Over the last year or so:
- A number of articles have already declared the death of Big Data.
- A question was posed on a site frequented by data science professionals whether businesses should embrace Big Data.
- A meme was immortalized: “Big data is like teenage sex: everyone talks about it, nobody really knows how to do it, everyone thinks everyone else is doing it, so everyone claims they are doing it” (Credit Dan Ariely of Duke University). Data science, whatever it means, continues to be one of the hottest professions.
While some have already written the eulogy for Big Data, others still struggle to grasp what it is. Many of the definitions are more conceptual than tangible, perhaps leading to equating Big Data with certain sets of technology items if only to put some boundaries around the Big Data concept. And perhaps it is this lack of tangibility that lends Big Data to be concurrently huggable, sexy, and dead.
The human nature likes things to be tangible. If we recall the introductory statistics course that everyone had to take, a sample size of 30 made it large, and a p-value of 0.05 made the results statistically significant; hopefully it has been pointed out that nothing magical happens at these thresholds. It is also important to remember that Big Data is not always unstructured, and structured data is not always small—the size and the form are two different things. That said, the size of data does eventually imply tangible technology impact, which is easier to talk about.

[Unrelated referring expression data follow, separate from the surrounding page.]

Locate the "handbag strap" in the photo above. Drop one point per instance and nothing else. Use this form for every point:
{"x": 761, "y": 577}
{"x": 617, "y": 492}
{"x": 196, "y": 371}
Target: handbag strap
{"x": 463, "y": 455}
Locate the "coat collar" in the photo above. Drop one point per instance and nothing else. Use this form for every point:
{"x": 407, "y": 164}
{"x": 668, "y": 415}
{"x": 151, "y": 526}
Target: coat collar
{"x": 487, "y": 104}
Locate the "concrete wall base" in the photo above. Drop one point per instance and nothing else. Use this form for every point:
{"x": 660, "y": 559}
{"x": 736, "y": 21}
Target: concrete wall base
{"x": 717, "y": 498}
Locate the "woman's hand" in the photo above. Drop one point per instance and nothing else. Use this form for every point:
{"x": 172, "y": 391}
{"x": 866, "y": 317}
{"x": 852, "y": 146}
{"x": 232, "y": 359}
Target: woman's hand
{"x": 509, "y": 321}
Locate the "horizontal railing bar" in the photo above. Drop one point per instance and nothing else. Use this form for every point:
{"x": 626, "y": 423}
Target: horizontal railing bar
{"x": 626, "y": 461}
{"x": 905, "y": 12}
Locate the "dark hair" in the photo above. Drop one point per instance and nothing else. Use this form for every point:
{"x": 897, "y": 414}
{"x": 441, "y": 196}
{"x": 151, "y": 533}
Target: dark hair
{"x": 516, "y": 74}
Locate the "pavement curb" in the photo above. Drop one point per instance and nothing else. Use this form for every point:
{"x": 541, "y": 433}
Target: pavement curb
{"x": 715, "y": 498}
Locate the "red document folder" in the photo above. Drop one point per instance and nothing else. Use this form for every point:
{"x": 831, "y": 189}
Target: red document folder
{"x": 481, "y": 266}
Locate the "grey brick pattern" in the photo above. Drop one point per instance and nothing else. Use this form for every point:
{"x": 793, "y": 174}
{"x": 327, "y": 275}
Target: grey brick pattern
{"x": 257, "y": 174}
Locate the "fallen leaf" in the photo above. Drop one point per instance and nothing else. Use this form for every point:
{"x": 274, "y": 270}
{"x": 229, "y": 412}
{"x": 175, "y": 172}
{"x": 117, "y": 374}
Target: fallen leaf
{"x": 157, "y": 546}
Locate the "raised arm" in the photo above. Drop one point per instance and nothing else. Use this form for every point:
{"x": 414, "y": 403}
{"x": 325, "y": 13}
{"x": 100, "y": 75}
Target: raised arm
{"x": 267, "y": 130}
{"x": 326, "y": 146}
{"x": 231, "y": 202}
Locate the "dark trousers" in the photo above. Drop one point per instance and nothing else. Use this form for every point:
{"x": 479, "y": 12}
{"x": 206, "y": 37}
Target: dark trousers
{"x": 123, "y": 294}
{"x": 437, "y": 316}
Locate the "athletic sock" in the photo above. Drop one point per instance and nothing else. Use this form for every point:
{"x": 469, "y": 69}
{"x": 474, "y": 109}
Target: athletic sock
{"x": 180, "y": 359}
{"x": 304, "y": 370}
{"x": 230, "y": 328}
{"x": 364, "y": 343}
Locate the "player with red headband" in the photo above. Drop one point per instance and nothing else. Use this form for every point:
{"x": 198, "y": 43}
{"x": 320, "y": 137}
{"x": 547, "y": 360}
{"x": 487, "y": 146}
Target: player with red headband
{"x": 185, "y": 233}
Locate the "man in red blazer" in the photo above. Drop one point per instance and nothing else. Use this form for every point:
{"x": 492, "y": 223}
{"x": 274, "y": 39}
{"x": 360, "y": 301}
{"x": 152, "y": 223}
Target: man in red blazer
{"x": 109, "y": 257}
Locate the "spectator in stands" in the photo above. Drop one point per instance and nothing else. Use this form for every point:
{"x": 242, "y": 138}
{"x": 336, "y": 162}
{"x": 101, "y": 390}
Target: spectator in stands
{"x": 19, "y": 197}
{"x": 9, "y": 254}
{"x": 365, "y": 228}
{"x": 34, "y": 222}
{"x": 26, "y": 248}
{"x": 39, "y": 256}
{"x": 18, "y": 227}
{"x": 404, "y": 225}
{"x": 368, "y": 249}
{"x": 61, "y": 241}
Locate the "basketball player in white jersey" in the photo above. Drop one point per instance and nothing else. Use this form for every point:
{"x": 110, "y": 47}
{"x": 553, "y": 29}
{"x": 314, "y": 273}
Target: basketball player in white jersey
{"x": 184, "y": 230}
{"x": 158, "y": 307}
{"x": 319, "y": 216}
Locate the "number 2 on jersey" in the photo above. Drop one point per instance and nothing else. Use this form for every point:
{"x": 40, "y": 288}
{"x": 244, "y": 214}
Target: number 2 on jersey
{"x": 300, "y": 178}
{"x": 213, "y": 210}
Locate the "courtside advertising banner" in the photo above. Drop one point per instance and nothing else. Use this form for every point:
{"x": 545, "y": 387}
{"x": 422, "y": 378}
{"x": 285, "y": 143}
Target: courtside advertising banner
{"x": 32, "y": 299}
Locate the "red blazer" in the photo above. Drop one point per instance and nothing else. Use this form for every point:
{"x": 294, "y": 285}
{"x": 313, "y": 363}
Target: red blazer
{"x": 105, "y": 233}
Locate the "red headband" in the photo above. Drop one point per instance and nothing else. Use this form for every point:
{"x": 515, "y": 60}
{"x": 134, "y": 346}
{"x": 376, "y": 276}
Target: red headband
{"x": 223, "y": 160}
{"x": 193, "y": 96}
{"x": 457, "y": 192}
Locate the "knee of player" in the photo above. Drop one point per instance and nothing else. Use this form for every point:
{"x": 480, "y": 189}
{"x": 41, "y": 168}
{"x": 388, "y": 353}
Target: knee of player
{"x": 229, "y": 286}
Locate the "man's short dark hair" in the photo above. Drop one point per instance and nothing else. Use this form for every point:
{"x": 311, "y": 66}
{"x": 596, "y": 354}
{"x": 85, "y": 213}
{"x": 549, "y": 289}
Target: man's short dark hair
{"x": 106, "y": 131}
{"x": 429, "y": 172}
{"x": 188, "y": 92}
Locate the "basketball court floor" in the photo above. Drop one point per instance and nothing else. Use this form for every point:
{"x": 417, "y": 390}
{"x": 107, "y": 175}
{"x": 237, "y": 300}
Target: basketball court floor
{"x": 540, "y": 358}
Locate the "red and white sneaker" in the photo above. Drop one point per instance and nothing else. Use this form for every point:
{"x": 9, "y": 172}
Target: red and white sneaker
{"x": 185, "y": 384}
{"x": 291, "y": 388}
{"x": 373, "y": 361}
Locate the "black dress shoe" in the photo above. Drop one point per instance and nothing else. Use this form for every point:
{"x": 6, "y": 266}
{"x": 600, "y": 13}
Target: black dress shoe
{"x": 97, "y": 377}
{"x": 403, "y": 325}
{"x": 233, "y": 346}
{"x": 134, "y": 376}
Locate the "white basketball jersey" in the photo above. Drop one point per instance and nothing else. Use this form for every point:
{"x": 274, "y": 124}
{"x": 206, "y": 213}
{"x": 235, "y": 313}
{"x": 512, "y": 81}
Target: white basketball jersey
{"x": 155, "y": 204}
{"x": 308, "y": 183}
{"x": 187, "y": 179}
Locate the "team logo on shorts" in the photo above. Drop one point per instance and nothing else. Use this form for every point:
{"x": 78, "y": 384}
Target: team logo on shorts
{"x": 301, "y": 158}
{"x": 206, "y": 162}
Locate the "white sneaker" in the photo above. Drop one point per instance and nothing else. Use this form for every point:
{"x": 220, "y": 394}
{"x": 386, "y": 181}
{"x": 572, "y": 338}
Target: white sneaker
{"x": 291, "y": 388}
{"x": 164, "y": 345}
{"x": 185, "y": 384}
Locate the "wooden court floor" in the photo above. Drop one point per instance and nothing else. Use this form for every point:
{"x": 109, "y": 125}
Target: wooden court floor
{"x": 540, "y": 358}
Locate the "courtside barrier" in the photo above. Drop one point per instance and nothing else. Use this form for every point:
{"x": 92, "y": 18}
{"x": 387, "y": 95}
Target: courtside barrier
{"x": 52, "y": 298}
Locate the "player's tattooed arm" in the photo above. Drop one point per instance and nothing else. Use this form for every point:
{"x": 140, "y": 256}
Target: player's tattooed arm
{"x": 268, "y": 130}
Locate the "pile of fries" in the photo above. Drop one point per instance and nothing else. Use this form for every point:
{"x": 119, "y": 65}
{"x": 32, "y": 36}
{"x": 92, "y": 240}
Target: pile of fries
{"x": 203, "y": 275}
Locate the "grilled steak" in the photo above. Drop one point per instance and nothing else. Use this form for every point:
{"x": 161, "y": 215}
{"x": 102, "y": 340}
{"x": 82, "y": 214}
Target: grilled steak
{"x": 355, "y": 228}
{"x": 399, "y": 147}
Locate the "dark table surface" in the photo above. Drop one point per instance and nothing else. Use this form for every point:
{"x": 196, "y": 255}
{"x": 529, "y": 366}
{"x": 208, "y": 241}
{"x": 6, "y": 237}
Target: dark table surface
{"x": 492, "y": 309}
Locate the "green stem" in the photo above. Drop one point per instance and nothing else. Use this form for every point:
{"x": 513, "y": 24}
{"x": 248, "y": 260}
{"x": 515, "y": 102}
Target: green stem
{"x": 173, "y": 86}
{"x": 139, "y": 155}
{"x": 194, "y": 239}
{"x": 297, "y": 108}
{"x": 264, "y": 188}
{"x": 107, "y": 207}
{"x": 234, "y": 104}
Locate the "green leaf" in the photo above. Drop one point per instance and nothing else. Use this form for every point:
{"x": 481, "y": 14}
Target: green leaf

What about the business impact? Business problems don’t care how big the data is that solves them. Data of any size is no good until someone makes some sense out of it and uses it to effect a positive change in the business. “Doing” Big Data does not directly lead to solved business problems, yet so much of the focus is still on the size and the form and less on why “doing it” is essential in the first place. The successes come from the ability to leverage the right data to solve a business problem and effect change; starting with the size or form of the data and not with the business problem is the proverbial hammer looking for a nail to hit.
So perhaps the question is whether businesses should embrace a data-driven culture. Most people would probably answer yes. Now the difficult part—this means that it is a shift in business culture. Along with this culture comes the realization that size does not matter and that it’s what you do with it that counts.